Fragment of missile from Iran in Golan Hts
Fragment of missile from Iran in Golan HtsMaor Kinsbursky/Flash90.

Duvi Honig is Founder & CEO of the Orthodox Jewish Chamber of Commerce

Much has been written about President Donald Trump's recent approach toward Iran. To many observers, it appears reckless-as though Washington has surrendered leverage by putting sweeping incentives on the table before Iran has fundamentally changed its behavior.

There is, however, another possible interpretation.

What if this is not recklessness at all? What if it is a calculated attempt to force Iran into revealing its true intentions before the American people and the world?

Traditional diplomacy is built on gradualism. One concession is exchanged for another. Trust is earned in small increments. Every step is conditioned on verified compliance.

Trump has often rejected conventional negotiating tactics. Throughout his career, he has favored dramatic moves that force the other side to make a decision rather than allowing endless negotiations to continue. It is possible that his approach to Iran follows the same philosophy.

Instead of offering one incentive at a time, perhaps he deliberately placed nearly everything on the table.

If Iran genuinely wants peace, the logic goes, it now has every opportunity to prove it. If, instead, Tehran accepts economic relief or diplomatic openings while continuing to expand its nuclear capabilities, arm terrorist proxies, or threaten its neighbors, then it exposes itself. The regime would no longer be able to claim that America refused to negotiate or denied it a fair opportunity.

Such an outcome would strengthen the case for renewed international pressure. It would become far easier to convince skeptical allies that diplomacy-not sanctions-had been given every chance to succeed.

From a political standpoint, that is not an irrational strategy.

In fact, it could be viewed as an attempt to remove every excuse Iran has relied upon for decades.

But recognizing the possible strategy does not eliminate the risks.

This is an extraordinarily dangerous game to play, because the consequences of failure will not be measured in headlines or polling numbers. They will be measured in lives.

And those lives are most likely to be Israeli.

Unlike Washington, Israel does not enjoy the luxury of geography. America is separated from Iran by thousands of miles and two oceans. Israel lives within missile range of Iran's proxies. Every diplomatic gamble carries immediate security consequences for Israeli families.

That reality cannot be ignored.

History has repeatedly demonstrated that Iran is remarkably skilled at buying time. Negotiations have too often become opportunities to regroup, replenish finances, strengthen regional influence, and continue advancing strategic objectives while the world debates process instead of results.

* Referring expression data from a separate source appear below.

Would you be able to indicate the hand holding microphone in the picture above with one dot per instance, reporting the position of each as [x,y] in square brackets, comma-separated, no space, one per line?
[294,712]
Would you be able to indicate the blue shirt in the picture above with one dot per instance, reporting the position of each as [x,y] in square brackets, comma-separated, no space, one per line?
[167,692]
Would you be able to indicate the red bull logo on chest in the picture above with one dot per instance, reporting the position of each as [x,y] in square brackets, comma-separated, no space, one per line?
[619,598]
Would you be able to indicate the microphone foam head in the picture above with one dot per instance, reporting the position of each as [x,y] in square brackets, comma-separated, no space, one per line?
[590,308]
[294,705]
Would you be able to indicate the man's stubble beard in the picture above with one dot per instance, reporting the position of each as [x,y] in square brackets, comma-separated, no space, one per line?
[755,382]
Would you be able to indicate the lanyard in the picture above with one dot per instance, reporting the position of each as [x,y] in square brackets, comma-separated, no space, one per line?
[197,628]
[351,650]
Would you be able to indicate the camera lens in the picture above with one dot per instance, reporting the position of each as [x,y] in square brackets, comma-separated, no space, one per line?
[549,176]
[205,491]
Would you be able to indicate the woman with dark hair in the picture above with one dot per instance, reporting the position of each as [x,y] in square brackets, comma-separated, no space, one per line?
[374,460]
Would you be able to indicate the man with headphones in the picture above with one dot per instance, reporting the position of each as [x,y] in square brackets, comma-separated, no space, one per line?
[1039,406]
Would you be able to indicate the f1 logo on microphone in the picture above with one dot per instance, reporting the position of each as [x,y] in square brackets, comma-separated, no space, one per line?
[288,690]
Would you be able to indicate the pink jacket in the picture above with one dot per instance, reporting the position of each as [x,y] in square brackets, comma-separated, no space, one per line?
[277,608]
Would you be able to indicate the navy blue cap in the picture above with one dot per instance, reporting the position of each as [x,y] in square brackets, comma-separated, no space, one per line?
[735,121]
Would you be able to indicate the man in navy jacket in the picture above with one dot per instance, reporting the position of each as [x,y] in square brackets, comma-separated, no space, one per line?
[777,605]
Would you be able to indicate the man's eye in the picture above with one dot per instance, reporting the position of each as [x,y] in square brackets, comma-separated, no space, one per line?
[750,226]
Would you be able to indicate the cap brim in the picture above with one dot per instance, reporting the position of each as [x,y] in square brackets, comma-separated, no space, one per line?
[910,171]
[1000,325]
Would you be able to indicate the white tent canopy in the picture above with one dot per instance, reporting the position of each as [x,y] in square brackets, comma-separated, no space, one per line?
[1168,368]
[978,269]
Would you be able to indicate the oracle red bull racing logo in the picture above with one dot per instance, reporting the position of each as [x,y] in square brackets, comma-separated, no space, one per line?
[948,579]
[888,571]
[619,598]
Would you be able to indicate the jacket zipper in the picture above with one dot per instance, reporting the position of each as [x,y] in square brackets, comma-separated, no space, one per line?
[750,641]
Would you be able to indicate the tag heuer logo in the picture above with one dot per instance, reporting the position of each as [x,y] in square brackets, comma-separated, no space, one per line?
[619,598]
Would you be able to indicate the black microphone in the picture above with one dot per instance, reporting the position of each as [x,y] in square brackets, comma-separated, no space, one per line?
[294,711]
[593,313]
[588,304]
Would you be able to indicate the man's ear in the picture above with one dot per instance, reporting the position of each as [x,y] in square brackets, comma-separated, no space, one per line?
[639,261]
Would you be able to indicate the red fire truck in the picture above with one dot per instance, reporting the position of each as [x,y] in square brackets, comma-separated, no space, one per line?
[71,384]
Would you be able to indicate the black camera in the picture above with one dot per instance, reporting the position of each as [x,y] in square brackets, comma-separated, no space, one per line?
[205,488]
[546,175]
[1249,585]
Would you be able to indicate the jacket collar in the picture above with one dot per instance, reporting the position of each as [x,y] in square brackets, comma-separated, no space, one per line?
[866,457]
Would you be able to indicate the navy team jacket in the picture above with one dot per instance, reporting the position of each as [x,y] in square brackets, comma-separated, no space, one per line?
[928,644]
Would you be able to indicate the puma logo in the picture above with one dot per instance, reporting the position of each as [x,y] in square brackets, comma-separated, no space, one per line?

For Israel, delay itself can become a victory for Iran.

That is why any strategy built around testing Tehran's intentions must include unmistakable red lines. If Iran fails to meet clear, verifiable commitments, consequences must follow swiftly and decisively.

Otherwise, diplomacy risks becoming an end in itself rather than a means to achieve security.

Israel's experience reinforces this lesson.

Israeli leaders have repeatedly entered negotiations hoping agreements would produce lasting peace. Sometimes, although rarely, they have succeeded. Other times, concessions have been followed by renewed violence, larger rocket arsenals, and stronger terrorist organizations.

Those experiences have understandably left many Israelis deeply skeptical of promises that are not backed by enforcement.

This is not an argument against diplomacy.

Diplomacy is often preferable to war. Every responsible leader should exhaust peaceful options before considering military action.

But diplomacy succeeds only when the other side believes there is a real cost for violating its commitments.

That is the principle now being tested.

If President Trump is indeed attempting to call Iran's bluff, history may ultimately judge the strategy as politically shrewd. If Iran refuses generous terms or violates clear commitments, Washington could rightly argue that every peaceful avenue was explored.

Yet even a strategically coherent plan can carry unacceptable risks if the price of failure is paid by America's closest ally in the Middle East.

Israel cannot become collateral damage in an experiment designed to prove a diplomatic point.

The challenge is that time itself can become Iran's greatest weapon. Every month gained through negotiations can provide opportunities to rebuild capabilities, strengthen regional proxies, refine its nuclear program, or wait for political winds in Washington to change.

Supporters of the current strategy may view it as an effort to expose Tehran's true intentions. Critics, however, argue that Iran's long-term strategy has often been to outlast its negotiating partners, betting that future American administrations may be less willing to apply maximum pressure than the current one.

For that reason, any diplomatic initiative must be measured not by its promises, but by verifiable actions and meaningful enforcement. Israel's security cannot depend on optimistic assumptions or the hope that Iran will voluntarily abandon ambitions it has pursued for decades.

Testing Iran's intentions may be a legitimate negotiating strategy. But allowing Iran to use diplomacy simply to buy time would carry consequences that could extend well beyond this administration-and those consequences would be felt first and foremost by Israel.